If you hire Michael & Son for mold work, get an independent mold assessment first and get your remediation scope in writing before they start. Ask specifically whether your assigned tech has mold remediation experience or is primarily an HVAC or plumbing tech. The company can be genuinely good when you get the right technician, but the commission-driven culture means you should expect an upsell and have a second opinion ready.
Keep in mind
- They do both testing and remediation, creating a conflict of interest. The same company identifying your mold problem also profits from fixing it. Get an independent assessment before committing to their remediation scope.
- Pricing complaints dominate the negative reviews. Multiple reviewers report being quoted 2-4x what competitors charged for the same work, and several describe techs pushing full system replacements when cheaper repairs were available.
- Mold remediation is a small part of their business. Their Google category is fire damage restoration, their primary identity is HVAC, plumbing, and electrical, and mold is one subsection of one division. The tech who shows up may not be a mold specialist.
- Follow-through is a recurring problem.
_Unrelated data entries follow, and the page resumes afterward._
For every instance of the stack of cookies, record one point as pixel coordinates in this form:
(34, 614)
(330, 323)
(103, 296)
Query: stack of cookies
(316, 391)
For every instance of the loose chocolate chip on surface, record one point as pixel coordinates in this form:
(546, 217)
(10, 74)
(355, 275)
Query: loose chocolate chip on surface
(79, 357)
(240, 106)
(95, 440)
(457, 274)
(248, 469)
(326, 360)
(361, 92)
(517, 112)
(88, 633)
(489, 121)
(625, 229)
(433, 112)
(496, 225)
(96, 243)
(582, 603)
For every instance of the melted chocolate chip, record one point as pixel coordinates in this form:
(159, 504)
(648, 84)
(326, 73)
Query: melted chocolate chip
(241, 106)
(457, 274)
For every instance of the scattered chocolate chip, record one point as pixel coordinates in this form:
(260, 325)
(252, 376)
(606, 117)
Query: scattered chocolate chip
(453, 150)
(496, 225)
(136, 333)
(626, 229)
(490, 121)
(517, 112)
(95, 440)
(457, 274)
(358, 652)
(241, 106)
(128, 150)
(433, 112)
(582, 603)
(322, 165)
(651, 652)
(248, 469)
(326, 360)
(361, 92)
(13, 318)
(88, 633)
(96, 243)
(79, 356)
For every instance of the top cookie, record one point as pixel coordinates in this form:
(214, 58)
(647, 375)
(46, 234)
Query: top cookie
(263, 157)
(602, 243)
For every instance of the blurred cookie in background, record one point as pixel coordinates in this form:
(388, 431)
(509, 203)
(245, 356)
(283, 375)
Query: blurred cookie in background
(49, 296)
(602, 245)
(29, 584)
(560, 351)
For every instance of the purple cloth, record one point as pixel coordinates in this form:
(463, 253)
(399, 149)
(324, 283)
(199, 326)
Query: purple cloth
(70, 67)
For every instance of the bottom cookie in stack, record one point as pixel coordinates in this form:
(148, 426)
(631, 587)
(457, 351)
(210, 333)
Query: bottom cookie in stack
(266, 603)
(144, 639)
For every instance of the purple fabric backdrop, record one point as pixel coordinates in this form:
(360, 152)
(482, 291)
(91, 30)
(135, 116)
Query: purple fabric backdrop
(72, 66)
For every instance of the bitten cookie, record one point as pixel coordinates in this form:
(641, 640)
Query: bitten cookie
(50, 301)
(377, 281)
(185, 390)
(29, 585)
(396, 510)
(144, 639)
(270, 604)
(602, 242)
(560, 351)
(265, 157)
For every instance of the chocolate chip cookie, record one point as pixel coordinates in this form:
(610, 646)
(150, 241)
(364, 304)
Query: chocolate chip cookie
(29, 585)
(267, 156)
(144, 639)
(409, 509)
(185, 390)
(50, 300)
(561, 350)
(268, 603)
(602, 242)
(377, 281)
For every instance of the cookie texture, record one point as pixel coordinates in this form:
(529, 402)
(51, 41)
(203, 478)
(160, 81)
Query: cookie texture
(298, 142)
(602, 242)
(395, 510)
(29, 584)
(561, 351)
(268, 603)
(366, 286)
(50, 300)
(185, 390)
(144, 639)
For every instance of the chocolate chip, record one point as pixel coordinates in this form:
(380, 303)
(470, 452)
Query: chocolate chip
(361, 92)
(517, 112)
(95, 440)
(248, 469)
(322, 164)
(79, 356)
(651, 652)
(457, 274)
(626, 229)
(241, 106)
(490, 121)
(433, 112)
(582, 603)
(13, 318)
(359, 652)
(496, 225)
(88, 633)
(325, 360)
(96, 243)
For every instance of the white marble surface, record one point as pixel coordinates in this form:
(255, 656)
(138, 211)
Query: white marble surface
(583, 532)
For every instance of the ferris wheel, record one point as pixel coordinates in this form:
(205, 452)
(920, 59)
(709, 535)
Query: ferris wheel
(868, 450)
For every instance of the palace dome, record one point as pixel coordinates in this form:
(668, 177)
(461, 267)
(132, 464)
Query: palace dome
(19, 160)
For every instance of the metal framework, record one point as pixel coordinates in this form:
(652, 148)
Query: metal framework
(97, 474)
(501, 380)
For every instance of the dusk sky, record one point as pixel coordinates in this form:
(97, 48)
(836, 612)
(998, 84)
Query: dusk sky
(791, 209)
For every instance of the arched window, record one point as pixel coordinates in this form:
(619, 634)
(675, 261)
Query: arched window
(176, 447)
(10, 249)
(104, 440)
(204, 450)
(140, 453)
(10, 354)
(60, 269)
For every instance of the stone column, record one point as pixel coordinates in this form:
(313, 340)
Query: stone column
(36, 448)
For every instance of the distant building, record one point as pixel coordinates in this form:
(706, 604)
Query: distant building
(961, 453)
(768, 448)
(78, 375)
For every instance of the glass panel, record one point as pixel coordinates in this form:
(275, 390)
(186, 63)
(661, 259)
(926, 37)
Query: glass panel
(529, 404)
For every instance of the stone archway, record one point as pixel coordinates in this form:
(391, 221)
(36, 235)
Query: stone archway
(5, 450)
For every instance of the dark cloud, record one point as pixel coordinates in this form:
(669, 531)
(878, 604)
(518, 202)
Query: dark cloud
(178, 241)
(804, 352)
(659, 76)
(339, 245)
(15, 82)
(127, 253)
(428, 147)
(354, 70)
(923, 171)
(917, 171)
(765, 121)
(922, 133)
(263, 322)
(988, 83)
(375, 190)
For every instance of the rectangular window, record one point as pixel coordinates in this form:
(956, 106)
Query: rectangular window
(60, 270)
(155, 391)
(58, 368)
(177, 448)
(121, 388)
Reviewers describe weeks or months of unreturned calls, missed appointments, and customer service reps who cannot connect them to the right department or manager.
- Owner responses to negative reviews follow a near-identical template directing people to call or email a customer relations number. This pattern across 92% of negatives suggests reputation management rather than individual problem-solving.